Sebelum memulai proyek rumah sakit itu, Mane terlebih dahulu berkonsultasi dengan Presiden Senegal Macky Sall. Selain melengkapi rumah sakit dengan peralatan kesehatan terkini, Mane juga menyediakan layanan persalinan, fasilitas dokter gigi, dan ruang konsultasi di rumah sakit itu.
Pada 2019, Mane terlebih dahulu memulai proyek renovasi gedung sekolah dasar dan pembangunan gedung sekolah menengah. Ia pun membangun lapangan sepak bola berstandar internasional di desanya.
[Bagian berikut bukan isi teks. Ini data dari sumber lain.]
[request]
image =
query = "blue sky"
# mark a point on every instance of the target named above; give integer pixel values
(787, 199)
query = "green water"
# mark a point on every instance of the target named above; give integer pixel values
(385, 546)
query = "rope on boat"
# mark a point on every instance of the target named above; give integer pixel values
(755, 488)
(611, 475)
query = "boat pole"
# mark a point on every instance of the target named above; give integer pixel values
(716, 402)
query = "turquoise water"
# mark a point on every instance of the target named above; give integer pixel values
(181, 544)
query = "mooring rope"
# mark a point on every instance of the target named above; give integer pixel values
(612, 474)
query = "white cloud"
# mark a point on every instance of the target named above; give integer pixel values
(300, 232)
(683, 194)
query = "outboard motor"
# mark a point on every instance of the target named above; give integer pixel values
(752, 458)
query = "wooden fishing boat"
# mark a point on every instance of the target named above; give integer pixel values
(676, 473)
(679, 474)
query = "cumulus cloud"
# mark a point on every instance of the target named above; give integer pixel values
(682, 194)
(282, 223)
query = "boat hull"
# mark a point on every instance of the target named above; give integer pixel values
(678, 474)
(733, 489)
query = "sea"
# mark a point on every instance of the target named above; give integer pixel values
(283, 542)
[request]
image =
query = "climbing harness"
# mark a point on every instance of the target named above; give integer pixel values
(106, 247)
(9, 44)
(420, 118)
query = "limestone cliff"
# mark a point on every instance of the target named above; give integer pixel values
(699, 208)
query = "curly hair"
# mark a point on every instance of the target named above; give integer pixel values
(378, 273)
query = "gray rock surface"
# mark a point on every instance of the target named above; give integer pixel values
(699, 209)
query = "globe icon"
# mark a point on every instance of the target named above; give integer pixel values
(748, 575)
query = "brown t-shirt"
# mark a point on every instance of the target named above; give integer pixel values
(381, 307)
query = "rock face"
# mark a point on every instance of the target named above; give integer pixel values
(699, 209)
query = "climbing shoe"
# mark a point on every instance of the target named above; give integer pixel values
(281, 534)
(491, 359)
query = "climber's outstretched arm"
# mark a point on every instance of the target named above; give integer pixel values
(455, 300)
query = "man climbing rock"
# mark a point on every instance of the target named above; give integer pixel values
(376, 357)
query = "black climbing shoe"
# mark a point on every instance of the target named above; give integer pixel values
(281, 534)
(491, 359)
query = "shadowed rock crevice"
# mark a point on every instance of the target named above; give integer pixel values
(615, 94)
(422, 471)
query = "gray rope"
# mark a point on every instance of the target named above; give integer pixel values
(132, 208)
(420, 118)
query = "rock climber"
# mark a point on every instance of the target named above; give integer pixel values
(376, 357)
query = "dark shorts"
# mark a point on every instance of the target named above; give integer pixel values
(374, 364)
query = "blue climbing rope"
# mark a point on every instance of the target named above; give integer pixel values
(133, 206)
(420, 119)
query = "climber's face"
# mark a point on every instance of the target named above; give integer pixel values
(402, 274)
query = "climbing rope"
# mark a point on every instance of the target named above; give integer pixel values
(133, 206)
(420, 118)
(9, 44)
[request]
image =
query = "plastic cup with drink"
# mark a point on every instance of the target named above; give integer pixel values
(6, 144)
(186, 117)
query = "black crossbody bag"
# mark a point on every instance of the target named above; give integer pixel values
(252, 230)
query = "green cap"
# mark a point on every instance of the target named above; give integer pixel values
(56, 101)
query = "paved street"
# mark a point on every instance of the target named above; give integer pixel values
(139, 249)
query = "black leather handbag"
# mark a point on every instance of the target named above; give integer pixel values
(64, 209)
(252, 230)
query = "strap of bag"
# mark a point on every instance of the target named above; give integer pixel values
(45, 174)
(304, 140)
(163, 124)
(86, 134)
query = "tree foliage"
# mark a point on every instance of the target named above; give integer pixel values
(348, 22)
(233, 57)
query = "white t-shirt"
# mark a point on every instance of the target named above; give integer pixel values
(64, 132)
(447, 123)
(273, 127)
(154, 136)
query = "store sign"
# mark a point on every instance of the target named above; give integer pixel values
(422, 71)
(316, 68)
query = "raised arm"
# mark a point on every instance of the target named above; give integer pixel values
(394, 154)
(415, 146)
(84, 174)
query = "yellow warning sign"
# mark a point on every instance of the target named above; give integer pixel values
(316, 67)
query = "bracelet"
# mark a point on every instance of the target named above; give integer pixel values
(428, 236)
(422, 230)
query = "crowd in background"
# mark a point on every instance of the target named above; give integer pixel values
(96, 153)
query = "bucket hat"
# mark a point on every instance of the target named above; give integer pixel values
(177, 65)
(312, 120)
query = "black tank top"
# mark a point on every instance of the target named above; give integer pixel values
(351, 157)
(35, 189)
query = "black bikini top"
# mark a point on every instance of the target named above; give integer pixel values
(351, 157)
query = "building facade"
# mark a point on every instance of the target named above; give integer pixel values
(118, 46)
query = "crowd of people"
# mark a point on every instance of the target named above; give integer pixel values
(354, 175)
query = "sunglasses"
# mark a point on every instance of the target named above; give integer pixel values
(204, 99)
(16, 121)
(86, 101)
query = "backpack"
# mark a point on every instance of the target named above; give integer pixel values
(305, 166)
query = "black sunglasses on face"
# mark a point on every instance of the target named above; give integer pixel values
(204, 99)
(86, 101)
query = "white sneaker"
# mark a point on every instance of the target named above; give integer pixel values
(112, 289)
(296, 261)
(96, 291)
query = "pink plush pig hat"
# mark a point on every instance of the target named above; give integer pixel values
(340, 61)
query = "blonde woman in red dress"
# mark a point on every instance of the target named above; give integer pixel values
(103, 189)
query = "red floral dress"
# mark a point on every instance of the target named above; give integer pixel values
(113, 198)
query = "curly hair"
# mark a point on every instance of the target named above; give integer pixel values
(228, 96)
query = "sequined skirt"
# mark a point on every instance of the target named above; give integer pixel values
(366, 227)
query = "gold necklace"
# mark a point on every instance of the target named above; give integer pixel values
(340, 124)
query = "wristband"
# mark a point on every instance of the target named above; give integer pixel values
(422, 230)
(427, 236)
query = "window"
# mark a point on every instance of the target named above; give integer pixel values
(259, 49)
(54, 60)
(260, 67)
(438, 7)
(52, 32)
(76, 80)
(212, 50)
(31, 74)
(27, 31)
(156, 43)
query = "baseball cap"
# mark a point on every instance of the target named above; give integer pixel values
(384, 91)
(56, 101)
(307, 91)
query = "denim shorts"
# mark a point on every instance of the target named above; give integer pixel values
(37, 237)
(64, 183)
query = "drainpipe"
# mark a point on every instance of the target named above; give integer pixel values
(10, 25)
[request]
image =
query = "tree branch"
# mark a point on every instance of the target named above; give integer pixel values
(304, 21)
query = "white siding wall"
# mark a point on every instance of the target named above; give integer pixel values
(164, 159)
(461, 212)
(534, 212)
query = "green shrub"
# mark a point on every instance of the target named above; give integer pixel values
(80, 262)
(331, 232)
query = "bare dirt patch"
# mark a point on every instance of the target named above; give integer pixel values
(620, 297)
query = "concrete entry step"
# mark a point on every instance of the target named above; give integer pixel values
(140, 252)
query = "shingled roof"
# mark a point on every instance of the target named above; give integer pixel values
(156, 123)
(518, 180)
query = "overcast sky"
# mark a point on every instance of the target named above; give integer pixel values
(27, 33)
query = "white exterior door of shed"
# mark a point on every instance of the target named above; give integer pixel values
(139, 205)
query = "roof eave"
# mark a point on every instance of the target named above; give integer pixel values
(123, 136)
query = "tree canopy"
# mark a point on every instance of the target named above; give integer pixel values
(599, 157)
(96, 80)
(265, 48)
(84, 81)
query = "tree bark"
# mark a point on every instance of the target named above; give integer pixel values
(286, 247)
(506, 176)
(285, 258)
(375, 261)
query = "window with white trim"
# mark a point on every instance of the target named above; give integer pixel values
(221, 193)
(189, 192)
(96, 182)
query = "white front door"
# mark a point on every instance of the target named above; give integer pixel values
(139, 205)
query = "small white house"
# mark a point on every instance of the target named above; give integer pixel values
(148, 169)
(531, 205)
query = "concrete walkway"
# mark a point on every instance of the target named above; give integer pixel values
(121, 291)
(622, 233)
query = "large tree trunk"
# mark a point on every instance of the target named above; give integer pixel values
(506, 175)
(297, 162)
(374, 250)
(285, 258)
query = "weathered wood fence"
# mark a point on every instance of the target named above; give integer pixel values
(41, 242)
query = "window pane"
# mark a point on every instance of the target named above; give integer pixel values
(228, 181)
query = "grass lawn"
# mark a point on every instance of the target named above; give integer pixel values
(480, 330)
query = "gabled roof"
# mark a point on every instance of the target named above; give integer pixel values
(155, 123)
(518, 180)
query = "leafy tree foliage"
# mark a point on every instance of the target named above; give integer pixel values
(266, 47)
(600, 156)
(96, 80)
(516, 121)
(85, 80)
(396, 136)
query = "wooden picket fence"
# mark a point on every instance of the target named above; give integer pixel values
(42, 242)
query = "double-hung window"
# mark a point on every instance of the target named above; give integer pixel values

Nilai poyek itu mencapai 250.000 pound (Rp 4,38 miliar).
Di luar proyek besar itu, Sane juga menghadirkan stasiun pengisian bahan bakar pertama di Bambali, tahun lalu. Ia merenovasi juga kantor pos setempat, lalu menghadirkan jaringan 4G di Desa Bambali demi akses internet untuk anak-anak sekolah dan seluruh warga desa.
Mane tak ketinggalan memberikan bantuan sosial sebesar 60 pound (Rp 1.052.000) per bulan untuk seluruh kepala keluarga di desa itu. Ia juga memberikan hadiah uang 350 pound (Rp 6.138.000) dan peralatan olahraga bagi siswa berprestasi di Bambali pada setiap akhir tahun ajaran.
Ketika disinggung aksi sosialnya itu seusai acara Ballon d’Or 2022, Mane enggan membahas itu. Ia amat menahan dirinya menunjukkan sifat ria.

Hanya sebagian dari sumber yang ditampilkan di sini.